Some economists argue against any further income tax increases, and contend that a property tax is the most efficient, effective or equitable means of broadening the tax base. They even deride those politicians who don’t agree with them as lacking courage or failing to show leadership.
However, others, including other economists, argue that a property or services tax would merely be a further surcharge on those already carrying most of the increased income tax burden.
Inevitably there would be demands for the elderly, social welfare recipients, those in local authority or social housing and probably the lower paid to be exempt from such a property/services charge.
Even if ultimately such a tax was shaped by the size and value of homes and/or the level of service usage, it is the large base of working and middle-class taxpayers who would have to find money from their current incomes to pay it. It is difficult to see how one can argue that taking additional money from these households through income tax would be a bad idea, but requiring them to pay a property tax from their after-tax income is a good idea.
Some argue, as this paper’s economics editor did on Thursday, that consumption taxes could and should be increased in December. Those of this view are dismissive of concerns that this would be ineffective because of the open nature of our economy. Other economic commentators contend that we have maxed-out on the return from excise duties and Vat, and that any increase in these would not only endanger the recovery of consumer spending but trigger an increase in cross-Border or illicit shopping, particularly in alcohol and cigarettes.

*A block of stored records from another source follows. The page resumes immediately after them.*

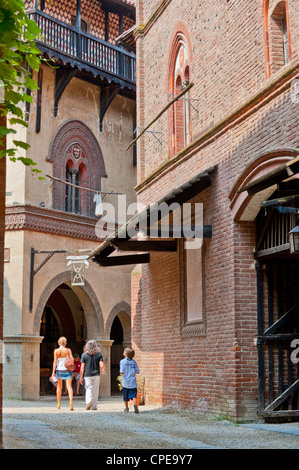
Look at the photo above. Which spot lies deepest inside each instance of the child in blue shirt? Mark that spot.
(128, 370)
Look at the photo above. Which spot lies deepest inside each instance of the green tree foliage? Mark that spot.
(18, 54)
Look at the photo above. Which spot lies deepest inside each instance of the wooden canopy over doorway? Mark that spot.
(122, 240)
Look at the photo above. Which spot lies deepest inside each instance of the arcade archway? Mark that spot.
(63, 315)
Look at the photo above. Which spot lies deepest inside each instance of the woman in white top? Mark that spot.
(61, 372)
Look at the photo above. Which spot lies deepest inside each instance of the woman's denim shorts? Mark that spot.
(64, 375)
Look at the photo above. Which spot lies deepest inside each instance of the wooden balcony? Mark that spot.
(84, 51)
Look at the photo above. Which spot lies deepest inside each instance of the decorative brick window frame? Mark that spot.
(176, 115)
(273, 35)
(90, 162)
(198, 327)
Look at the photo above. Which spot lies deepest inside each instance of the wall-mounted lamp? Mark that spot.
(294, 240)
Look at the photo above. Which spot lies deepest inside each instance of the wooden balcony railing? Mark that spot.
(84, 47)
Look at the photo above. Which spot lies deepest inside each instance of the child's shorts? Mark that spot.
(129, 393)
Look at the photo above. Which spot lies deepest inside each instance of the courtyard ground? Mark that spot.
(39, 425)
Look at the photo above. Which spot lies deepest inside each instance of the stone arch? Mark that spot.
(87, 297)
(74, 131)
(180, 39)
(245, 207)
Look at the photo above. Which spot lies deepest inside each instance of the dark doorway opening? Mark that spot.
(116, 353)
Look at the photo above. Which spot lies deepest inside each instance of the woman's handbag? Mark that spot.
(69, 364)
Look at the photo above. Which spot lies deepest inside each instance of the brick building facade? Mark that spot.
(239, 124)
(79, 121)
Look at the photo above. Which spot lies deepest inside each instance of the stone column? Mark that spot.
(22, 366)
(105, 386)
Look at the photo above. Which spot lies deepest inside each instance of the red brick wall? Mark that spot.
(241, 114)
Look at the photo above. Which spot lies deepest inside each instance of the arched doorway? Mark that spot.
(63, 315)
(118, 329)
(117, 348)
(266, 195)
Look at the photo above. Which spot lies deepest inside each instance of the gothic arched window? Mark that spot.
(180, 113)
(77, 160)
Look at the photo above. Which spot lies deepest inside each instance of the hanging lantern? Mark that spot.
(78, 266)
(294, 240)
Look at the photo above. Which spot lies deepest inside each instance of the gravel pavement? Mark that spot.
(39, 425)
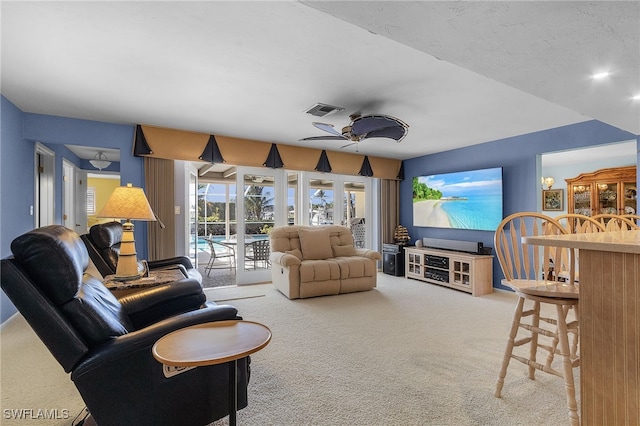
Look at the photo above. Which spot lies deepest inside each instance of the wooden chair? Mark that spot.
(615, 222)
(575, 223)
(528, 271)
(632, 217)
(220, 252)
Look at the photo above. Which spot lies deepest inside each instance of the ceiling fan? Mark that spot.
(364, 127)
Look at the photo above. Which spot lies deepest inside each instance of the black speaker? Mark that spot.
(393, 263)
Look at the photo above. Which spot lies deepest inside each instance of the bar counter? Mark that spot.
(609, 265)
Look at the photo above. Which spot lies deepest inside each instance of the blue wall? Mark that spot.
(19, 133)
(517, 157)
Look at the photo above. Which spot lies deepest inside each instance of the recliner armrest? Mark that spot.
(172, 261)
(120, 348)
(284, 259)
(163, 301)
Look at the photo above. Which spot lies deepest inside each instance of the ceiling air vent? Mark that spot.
(320, 110)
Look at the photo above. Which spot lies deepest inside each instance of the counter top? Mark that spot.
(618, 241)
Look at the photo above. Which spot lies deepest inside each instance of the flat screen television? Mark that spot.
(461, 200)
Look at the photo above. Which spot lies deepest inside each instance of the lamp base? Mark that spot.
(127, 267)
(127, 278)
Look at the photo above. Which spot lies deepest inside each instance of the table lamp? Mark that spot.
(129, 203)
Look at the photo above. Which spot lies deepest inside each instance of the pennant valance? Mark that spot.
(172, 144)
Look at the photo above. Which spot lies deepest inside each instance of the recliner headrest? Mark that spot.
(106, 235)
(55, 258)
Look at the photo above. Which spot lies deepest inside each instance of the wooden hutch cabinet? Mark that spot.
(609, 191)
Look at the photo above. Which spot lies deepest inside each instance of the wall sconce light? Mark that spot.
(547, 182)
(100, 161)
(127, 202)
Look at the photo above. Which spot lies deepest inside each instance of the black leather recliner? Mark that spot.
(105, 343)
(103, 245)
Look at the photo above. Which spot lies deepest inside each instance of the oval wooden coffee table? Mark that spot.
(213, 343)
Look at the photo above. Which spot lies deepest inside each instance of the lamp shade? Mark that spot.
(128, 202)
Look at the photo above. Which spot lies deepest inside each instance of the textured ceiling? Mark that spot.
(459, 73)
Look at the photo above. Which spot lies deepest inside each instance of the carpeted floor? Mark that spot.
(406, 353)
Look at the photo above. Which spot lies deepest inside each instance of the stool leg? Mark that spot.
(567, 369)
(533, 348)
(517, 316)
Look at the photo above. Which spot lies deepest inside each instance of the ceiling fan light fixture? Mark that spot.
(100, 161)
(322, 110)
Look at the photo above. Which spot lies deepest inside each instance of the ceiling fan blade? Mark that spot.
(324, 138)
(369, 123)
(349, 144)
(327, 128)
(396, 133)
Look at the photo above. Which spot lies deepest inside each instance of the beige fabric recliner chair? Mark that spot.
(309, 261)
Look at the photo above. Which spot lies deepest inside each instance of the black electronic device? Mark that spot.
(436, 261)
(455, 245)
(392, 260)
(437, 275)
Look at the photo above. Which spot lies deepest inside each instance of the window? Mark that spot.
(91, 200)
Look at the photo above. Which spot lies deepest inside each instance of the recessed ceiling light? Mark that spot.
(601, 75)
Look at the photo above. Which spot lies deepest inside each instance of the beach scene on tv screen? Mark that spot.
(463, 200)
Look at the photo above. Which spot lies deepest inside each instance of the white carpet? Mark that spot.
(406, 353)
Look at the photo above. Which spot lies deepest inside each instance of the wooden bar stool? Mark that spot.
(529, 272)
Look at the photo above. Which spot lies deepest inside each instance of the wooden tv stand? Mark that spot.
(472, 273)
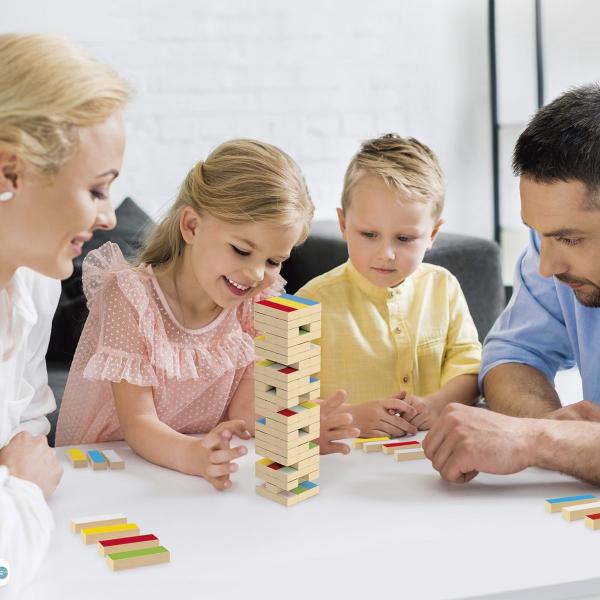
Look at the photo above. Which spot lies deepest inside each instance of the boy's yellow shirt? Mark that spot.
(376, 341)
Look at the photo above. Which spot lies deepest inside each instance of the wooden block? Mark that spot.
(135, 542)
(283, 309)
(281, 345)
(77, 458)
(289, 358)
(91, 535)
(358, 442)
(138, 558)
(261, 427)
(556, 504)
(390, 448)
(573, 513)
(286, 328)
(313, 385)
(592, 521)
(285, 428)
(286, 447)
(291, 459)
(266, 370)
(409, 454)
(305, 333)
(303, 492)
(97, 521)
(98, 462)
(114, 460)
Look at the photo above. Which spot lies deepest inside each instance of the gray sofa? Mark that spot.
(474, 261)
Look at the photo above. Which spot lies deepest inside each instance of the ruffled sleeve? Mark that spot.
(246, 310)
(119, 299)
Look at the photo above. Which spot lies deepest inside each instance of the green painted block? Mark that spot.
(140, 552)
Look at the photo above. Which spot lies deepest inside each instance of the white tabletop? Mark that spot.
(378, 528)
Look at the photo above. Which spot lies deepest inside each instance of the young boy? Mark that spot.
(396, 332)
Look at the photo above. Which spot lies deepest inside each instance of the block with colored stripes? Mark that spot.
(90, 535)
(288, 308)
(304, 491)
(556, 504)
(143, 557)
(135, 542)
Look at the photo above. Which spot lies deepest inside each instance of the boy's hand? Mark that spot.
(215, 454)
(335, 425)
(390, 416)
(427, 411)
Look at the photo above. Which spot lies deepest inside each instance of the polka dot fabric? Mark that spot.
(131, 335)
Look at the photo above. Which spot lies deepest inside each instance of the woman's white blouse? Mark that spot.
(26, 310)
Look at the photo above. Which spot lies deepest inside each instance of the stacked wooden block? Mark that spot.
(288, 423)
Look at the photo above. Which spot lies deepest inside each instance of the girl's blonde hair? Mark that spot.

It seems that Government attention is turning to a widening of the income tax base itself by seeking some contribution from those currently earning, but exempt from tax. While the concept of a minimum contribution to the tax burden from all income earners was flagged in last year’s budget speech, there has been very little public engagement on the issue since. Final decisions on whether or how the Government is to do this will have to be made soon if it is to have sufficient time to explain and justify these changes to the electorate.
The Government has already flagged that it proposes to achieve €1 billion in cuts in the capital budget. Some commentators, along with both Ibec and Ictu, have argued that expenditure on large-scale infrastructure projects needs to be maintained. Now, however, the ESRI and others argue that such expenditure is not the appropriate stimulus.
The need to find another €1 billion in cuts from current expenditure means that the estimates process has begun even earlier than last year, with initial bilaterals having already been held between Finance and the main spending departments. Ministers have been asked to revisit the menu of cuts identified in the McCarthy report and justify their non-implementation, or advance alternative proposals for savings. In its scheduled or maybe even special meetings between now and the August break, the Cabinet may get to focus almost exclusively on broad budgetary strategy.
Interestingly, the closure of the Dáil for the summer has coincided with an improvement in the quality of public debate about the budgetary challenges. It is a very good thing that the wider debate about the budget has already commenced. Our politics had a relatively “un-silly” summer season last year. There is again much of substance on which to deliberate calmly over the quieter summer months.
The Government’s room for manoeuvre is even narrower than it was this time last year.